No Zoo has reported a lion missing so must have escaped from a private Zoo.


----------



## Koala Kate (26 August 2012)

Any news ?


----------



## Hairy Old Cob (27 August 2012)

TrasaM said:



			Another stuffed toy?
		
Click to expand...

An Dread of all Dreads 25 Armed Police


----------



## hairycob (27 August 2012)

Although we are a long way from Essex I'm keeping quiet about this around the horses - don't want them getting any silly ideas about what might be in the hedges.


----------



## Suelin (27 August 2012)

HEEERE KITTY KITTY!!!!!!!!


----------



## Dobiegirl (27 August 2012)

A few years ago several lions were spotted off the A38 by the Shipham turn off in Somerset. People stopping for petrol all  unconnected saw them in a field. The police searched but they had vanished and they have never been sighted again.


----------



## MadBlackLab (27 August 2012)

I herd on local news this morning that an eye witness herd a roar and he just knew it was a lion. HOW!?!?


----------



## MadBlackLab (27 August 2012)

first pictures of the lion

http://www.thesun.co.uk/sol/homepage/news/4506955/First-picture-of-lion-on-loose-in-Essex.html


----------



## JanetGeorge (27 August 2012)

HandleyCross said:



			first pictures of the lion

http://www.thesun.co.uk/sol/homepage/news/4506955/First-picture-of-lion-on-loose-in-Essex.html

Click to expand...

IF that is the lion (and I doubt it!) then why would they still be calling it a "suspected lion".  That pic IS a lion - and to get a picture at that angle with that detail you'd either have needed to be 100 yards in front of it - facing it - and with a reasonable zoom, or have a £10,000 pro camera.

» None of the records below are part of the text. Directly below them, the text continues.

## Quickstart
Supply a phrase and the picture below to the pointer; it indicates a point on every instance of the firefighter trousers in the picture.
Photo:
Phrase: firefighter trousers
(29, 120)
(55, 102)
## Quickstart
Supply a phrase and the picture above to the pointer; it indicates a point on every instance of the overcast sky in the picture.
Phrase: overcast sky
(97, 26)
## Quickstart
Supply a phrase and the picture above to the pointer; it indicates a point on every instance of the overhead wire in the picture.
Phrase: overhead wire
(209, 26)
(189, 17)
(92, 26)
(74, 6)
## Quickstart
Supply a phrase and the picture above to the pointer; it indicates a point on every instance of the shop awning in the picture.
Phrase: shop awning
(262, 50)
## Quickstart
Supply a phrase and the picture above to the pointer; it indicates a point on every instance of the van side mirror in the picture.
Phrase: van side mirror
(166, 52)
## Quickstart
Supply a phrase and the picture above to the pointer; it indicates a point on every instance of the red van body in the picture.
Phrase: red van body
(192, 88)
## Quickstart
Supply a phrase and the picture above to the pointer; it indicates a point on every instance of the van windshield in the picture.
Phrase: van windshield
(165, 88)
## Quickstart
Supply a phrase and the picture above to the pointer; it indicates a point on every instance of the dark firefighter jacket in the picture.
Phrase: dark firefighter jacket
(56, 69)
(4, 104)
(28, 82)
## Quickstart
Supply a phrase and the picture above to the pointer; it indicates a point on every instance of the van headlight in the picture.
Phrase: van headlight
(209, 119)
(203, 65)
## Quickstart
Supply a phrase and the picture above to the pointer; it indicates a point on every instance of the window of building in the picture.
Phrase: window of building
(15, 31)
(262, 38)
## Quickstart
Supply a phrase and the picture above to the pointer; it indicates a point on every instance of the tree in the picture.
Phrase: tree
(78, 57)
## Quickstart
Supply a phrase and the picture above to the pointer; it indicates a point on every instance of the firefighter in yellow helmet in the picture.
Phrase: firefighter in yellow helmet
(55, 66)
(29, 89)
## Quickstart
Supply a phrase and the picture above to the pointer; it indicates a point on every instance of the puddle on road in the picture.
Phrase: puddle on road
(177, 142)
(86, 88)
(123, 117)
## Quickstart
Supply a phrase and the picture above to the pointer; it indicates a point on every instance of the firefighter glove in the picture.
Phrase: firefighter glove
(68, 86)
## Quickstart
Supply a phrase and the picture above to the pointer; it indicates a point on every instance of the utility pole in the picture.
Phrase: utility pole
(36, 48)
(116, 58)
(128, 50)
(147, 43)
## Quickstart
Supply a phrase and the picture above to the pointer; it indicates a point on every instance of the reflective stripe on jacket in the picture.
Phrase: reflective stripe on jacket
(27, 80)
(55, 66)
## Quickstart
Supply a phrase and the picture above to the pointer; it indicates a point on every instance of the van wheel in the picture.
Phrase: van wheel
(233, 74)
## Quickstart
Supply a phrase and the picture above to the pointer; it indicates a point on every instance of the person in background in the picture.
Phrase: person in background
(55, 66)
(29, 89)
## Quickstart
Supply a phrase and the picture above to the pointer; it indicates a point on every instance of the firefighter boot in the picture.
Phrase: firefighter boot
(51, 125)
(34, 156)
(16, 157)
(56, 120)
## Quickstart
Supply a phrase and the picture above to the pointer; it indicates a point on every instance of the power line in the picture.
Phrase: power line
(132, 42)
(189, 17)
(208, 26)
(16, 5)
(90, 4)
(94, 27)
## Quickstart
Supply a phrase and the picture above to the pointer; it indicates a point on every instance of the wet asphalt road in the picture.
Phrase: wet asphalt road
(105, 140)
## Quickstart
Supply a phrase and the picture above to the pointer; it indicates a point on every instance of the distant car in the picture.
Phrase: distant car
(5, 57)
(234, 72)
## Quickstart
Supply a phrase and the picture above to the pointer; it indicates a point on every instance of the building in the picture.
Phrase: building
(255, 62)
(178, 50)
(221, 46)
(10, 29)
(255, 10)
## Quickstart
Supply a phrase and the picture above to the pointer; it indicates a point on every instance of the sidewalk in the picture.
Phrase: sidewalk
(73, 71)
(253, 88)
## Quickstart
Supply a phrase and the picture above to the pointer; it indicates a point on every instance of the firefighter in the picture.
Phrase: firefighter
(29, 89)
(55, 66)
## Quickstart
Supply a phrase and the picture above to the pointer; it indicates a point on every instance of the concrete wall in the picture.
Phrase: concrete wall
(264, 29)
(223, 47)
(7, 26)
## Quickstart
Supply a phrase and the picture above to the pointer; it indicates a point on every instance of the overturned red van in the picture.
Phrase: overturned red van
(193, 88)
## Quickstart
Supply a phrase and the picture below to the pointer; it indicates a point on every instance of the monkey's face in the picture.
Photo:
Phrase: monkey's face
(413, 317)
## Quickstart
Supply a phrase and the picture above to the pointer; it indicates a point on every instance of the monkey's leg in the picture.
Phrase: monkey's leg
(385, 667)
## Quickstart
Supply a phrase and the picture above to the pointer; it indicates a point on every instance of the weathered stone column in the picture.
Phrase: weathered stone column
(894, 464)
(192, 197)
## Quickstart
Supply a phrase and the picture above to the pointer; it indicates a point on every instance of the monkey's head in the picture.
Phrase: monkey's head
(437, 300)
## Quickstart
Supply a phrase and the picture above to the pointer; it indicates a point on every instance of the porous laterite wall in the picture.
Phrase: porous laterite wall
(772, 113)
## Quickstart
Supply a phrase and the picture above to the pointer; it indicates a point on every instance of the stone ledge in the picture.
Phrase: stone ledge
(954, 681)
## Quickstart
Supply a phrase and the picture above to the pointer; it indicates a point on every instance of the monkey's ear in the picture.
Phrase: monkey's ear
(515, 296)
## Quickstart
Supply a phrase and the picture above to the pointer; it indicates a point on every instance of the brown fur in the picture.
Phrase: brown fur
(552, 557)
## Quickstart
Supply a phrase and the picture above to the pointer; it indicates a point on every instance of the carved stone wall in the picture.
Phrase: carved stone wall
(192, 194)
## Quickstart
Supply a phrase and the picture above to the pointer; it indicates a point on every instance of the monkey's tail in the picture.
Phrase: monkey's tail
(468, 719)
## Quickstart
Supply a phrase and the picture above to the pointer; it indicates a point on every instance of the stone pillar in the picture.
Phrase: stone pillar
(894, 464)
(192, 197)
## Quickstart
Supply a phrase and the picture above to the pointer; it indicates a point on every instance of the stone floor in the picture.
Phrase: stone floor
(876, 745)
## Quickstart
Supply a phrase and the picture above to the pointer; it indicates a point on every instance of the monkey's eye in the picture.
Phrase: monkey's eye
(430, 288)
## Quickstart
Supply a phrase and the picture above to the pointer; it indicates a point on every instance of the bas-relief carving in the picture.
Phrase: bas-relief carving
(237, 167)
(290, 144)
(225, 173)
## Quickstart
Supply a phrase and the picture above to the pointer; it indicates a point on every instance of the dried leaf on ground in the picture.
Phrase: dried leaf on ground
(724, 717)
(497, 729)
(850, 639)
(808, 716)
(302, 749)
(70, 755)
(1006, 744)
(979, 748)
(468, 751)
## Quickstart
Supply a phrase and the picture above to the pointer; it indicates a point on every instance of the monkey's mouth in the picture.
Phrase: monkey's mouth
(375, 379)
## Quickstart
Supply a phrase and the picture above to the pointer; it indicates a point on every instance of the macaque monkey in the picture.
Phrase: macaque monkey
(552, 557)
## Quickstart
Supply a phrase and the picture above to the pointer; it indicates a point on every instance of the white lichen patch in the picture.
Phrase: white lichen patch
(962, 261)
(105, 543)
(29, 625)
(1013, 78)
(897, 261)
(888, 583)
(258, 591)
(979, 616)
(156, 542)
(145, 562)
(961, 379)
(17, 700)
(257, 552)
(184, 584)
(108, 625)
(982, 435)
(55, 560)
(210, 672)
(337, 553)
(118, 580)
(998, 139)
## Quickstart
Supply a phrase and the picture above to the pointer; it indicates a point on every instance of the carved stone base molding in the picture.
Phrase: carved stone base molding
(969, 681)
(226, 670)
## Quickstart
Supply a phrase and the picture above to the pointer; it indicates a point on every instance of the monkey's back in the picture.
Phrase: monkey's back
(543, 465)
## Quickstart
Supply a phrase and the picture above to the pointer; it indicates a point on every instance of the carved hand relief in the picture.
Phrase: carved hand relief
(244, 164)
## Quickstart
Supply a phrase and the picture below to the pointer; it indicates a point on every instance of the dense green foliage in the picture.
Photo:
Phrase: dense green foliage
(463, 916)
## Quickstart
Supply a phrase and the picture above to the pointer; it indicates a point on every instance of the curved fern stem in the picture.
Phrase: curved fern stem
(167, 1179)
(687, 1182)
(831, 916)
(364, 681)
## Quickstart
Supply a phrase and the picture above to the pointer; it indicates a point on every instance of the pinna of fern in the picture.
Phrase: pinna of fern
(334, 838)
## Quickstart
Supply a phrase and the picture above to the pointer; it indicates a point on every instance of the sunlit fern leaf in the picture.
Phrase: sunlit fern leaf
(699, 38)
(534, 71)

Let's face it, if you were that close to a lion - looking at you like you were dinner - would YOU be taking it's pic??


----------



## MadBlackLab (27 August 2012)

JanetGeorge said:



			IF that is the lion (and I doubt it!) then why would they still be calling it a "suspected lion".  That pic IS a lion - and to get a picture at that angle with that detail you'd either have needed to be 100 yards in front of it - facing it - and with a reasonable zoom, or have a £10,000 pro camera.

Let's face it, if you were that close to a lion - looking at you like you were dinner - would YOU be taking it's pic??
		
Click to expand...

I fully agree plus someting that big cant just dissapear


----------



## Spook (27 August 2012)

Oh why the fuss?, when there is talk of re-introducing wolves to the Scottish Highlands. Won't next winter kill the lion off, surely it would not eat sheep would it?


----------



## PucciNPoni (27 August 2012)

Apparently there is no other sound in the world like a lion's roar, so perhaps the person who heard it and "knew" had been on safari at some point?  Or maybe to a zoo?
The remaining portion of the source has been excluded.